Bia Crispim

15/05/2020
 
HÁ DIAS OBSCUROS
 
(Remexendo em meus escritos encontrei um texto que resolvi partilhar. Primeiramente pela coincidência com a maneira em que me encontro e que venho me sentindo, e também porque recebi essa semana algumas manifestações de EU-TE-AMO’s virtuais e através de algumas atitudes presenciais que me deram, aliás, me dão a certeza de que uma mulher TRANS pode se dar ao luxo de amar e ser amada e de viver quantas e tantas relações amorosas assim o desejar. Escrito por mim nos anos de 2012, o texto passou por algumas alterações para essa coluna. E apesar de ter sido produzido há 8 anos, ele revela meu hoje.)
 
Há dias em que o dia não faz sentido... 
 
Só a escuridão parece clarear e esquentar nossos pensamentos e angústias.

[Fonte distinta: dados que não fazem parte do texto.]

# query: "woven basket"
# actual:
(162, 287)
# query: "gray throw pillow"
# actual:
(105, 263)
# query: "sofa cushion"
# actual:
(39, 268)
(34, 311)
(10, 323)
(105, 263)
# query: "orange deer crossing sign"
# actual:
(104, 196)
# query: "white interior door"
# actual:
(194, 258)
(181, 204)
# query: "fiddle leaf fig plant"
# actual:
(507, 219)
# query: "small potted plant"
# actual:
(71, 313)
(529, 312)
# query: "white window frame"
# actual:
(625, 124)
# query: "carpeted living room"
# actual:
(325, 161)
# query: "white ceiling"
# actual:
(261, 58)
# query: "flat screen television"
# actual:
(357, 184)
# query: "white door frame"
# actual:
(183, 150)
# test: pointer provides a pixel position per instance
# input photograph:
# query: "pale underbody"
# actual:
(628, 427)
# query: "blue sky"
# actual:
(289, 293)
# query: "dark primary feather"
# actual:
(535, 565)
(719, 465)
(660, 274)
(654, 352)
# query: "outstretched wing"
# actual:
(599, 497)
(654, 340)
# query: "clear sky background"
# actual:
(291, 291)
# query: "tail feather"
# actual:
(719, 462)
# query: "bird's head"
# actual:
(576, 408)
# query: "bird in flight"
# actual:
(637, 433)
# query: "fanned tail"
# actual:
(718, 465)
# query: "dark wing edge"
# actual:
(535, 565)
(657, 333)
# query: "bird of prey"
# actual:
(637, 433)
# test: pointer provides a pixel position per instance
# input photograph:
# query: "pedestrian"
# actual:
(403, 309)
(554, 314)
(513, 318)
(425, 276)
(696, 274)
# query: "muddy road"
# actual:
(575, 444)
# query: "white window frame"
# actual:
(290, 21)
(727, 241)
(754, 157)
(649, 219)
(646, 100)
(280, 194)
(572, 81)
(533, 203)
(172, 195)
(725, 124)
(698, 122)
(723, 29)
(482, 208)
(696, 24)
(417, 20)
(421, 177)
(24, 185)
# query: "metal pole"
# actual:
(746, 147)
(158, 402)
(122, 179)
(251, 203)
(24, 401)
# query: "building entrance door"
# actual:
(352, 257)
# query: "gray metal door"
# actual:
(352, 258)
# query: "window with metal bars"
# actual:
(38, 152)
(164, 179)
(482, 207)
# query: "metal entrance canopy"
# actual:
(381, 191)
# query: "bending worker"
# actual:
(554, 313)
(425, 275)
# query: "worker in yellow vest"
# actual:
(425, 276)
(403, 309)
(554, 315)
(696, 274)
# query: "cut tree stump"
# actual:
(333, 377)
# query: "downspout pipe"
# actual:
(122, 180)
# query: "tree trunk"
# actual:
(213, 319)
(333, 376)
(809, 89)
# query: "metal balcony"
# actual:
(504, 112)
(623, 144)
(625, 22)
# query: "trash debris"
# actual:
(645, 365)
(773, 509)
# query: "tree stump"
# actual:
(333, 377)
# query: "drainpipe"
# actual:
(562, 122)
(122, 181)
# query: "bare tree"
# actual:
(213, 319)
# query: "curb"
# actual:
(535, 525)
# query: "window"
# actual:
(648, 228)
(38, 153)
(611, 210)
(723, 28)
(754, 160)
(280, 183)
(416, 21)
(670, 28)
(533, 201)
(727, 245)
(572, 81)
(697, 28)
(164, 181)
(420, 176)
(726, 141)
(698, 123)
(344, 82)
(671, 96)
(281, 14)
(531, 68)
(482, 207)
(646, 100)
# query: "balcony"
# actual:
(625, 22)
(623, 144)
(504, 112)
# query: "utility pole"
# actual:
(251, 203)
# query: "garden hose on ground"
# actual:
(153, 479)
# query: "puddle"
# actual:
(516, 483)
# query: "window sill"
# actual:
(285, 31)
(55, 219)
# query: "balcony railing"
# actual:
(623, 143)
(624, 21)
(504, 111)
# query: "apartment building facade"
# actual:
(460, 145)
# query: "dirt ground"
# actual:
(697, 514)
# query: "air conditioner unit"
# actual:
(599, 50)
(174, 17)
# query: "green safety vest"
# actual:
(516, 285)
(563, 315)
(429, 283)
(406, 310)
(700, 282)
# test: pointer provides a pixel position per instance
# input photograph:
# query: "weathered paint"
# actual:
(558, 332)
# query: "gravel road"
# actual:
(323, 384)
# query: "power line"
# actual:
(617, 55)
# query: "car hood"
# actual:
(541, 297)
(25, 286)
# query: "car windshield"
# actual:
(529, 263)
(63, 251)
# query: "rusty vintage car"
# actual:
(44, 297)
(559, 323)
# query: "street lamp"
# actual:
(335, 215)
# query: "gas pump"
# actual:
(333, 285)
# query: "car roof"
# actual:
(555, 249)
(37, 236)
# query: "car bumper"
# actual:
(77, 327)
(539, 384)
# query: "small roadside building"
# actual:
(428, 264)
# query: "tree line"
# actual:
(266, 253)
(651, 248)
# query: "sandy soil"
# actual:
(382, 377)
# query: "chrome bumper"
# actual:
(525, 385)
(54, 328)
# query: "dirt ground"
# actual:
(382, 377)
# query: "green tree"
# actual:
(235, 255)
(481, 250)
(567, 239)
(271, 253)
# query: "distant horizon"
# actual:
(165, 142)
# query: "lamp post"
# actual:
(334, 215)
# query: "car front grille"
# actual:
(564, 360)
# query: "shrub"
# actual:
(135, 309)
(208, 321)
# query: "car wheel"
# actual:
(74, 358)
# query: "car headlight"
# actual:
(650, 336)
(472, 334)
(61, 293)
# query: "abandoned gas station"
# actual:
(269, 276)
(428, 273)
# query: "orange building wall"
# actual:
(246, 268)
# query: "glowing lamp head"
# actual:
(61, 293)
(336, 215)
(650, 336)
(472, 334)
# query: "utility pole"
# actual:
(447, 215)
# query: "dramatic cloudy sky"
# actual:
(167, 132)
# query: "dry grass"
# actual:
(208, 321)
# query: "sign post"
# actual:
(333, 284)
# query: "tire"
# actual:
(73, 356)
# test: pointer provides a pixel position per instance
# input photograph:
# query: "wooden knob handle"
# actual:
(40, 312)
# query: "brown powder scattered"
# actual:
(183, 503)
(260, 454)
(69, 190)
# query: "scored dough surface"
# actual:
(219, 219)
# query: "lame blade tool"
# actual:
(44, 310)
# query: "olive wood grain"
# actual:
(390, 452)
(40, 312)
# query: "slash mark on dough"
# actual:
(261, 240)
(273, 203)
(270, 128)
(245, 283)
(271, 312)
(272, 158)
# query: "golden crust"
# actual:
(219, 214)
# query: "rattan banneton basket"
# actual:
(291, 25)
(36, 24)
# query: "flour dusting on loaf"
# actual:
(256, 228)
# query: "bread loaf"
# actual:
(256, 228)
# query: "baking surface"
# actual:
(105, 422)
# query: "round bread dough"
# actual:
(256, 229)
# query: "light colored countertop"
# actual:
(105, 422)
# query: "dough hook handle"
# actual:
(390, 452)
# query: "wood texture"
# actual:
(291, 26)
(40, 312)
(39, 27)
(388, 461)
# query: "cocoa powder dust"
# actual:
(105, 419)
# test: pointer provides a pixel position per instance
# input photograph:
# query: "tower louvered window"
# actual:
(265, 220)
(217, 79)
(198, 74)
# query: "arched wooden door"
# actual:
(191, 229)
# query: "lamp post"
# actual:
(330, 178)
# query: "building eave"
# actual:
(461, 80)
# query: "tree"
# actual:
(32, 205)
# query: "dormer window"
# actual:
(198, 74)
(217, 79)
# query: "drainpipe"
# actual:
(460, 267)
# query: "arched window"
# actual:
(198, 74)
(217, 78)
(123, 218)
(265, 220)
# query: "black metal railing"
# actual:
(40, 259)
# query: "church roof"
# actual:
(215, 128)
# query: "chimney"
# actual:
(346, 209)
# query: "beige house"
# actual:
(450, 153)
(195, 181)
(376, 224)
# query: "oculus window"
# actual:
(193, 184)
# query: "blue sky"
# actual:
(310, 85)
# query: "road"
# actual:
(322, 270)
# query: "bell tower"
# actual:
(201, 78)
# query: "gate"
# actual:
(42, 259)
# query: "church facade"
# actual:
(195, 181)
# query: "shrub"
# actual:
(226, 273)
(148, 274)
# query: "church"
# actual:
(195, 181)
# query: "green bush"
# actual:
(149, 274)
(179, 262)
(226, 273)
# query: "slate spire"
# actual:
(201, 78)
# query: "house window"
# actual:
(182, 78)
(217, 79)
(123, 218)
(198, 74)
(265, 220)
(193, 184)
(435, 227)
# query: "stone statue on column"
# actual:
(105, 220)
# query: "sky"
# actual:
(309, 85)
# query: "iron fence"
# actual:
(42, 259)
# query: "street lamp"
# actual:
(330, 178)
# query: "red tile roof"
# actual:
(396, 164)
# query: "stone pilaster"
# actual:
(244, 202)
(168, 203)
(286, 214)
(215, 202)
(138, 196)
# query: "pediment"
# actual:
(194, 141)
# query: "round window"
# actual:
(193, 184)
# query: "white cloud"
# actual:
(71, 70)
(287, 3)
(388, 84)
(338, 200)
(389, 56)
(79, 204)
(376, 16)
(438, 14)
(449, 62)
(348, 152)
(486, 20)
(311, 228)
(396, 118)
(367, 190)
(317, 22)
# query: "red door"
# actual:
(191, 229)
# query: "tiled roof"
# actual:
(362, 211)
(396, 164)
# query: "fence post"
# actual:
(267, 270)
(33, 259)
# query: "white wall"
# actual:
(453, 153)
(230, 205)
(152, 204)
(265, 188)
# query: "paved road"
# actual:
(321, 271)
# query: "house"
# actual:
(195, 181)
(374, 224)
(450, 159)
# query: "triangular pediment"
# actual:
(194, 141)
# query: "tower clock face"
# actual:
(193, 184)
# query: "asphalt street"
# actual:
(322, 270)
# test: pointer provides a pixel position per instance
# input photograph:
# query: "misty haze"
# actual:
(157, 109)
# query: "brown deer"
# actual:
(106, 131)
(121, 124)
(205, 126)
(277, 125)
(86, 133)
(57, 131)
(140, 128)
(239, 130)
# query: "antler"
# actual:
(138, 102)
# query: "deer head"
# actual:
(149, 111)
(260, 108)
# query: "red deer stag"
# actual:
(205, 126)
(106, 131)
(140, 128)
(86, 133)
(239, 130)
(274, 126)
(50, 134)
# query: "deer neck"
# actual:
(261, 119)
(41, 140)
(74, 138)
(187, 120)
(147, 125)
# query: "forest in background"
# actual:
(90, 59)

Sinto tristeza e fome... Desconsolo e carência... 
 
Falta de... Não sei!
 
Apesar de ter recebido quatro EU-TE-AMOS, de pessoas diferentes,  por meios diferentes, de  relações diferentes e em circunstâncias diferentes ... Tudo continuou igual.
 
TE AMO UM TANTÃO ASSIM, disse-me a primeira pessoa. 
 
Como reforço de amor e amizade involuntários, que brota de momentos em que a mente nos joga um sorriso no rosto e uma saudade no coração;
 
AMO VOCÊ DEMAIS, MINHA DEUSA... Desabafo e elogio sincero de quem fez pra mim um templo e um altar. E ainda o faz.
 
AMO VC - Linguagem moderna de quem me ama virtualmente e mesmo com meus defeitos não conhecidos ainda insiste em dizê-lo.
 
TE AMO, LEMBRE-SE DISSO, disse aquele que me fez Afrodite em seus poemas e que me tem como sua.
 
Mas nenhum dos AMORES me pareceu quente, nenhum afastou as sombras, nenhum me fez tremer e me jogar num abismo de EMOÇÕES sem fim. Nenhum iluminou meu ser como um sol. 
 
O carro de Apolo não me transportou das nuvens escuras que me cercavam, que me cercam hoje. (Nix, Calígena, deusas presentes.)
 
É. Há dias obscuros. 
 
Tão escuros que os EU-TE-AMOS perdem-se no enigma da ausência da LUZ. 
 
Olhos cegos tornam os ouvidos surdos e o coração inerte. Sinto compaixão de mim mesma. 
 
Dia sem sentido, sem VIDA... Dia escuro e brumoso, em que os poetas mais lúgubres, mais pessimistas, mais intimistas me chamam para o clã.
 
Aceitam-me para ser parte dos obscuros, dos Byronianos, dos Anjos e dos Azevedos. 
 
Chamam-me para o banquete Romântico-Simbolista que se apodera de mim.
 
E o que eu só queria era o CALOR, a chama, o EU-TE-AMO que me efervesceria, que me seria combustível, que me afogueariam as carnes por dentro e por fora e me mostraria o brilho de estar e me sentir VIVA, bem viva. Feito Fênix renovada!
 
Luz que faria do dia, um SOL; dos tenebrosos pensamentos, dias de PRIMAVERA; do que me corrói, em combustão imensa e intensa de SENTIMENTOS.
 
Há dias obscuros, sim senhor! Há dias muito obscuros, sim senhora!
 
E eis que hoje é um destes!
 
Estou só, estou no escuro, estou náufraga e isolada. Perdi-me em mim mesma e não encontro a saída. 
 
Tenho medo que meus MEDOS me devorem. Mas preciso enfrentá-los. 
 
Não devo pensar nos EU-TE-AMOS que meus ouvidos receberam sem que meu coração percebesse. Sem que ele os entendesse.
 
Devo ouvir e pensar nos CORAÇÕES de onde eles partiram. De quatro amores, quatro pessoas... Quatro situações, quatro meios.
 
Quem disse, falou-me com AMOR, sincero e verdadeiro. Bem o sei!
 
Preciso inundar-me com isso, e encher-me a ponto de juntar TODAS essas pessoas em UMA, para que o FOGO me brote nas veias e acenda-me como CHAMA, como AMOR, como ALEGRIA, como ENERGIA e VIDA de que sei que sou feita.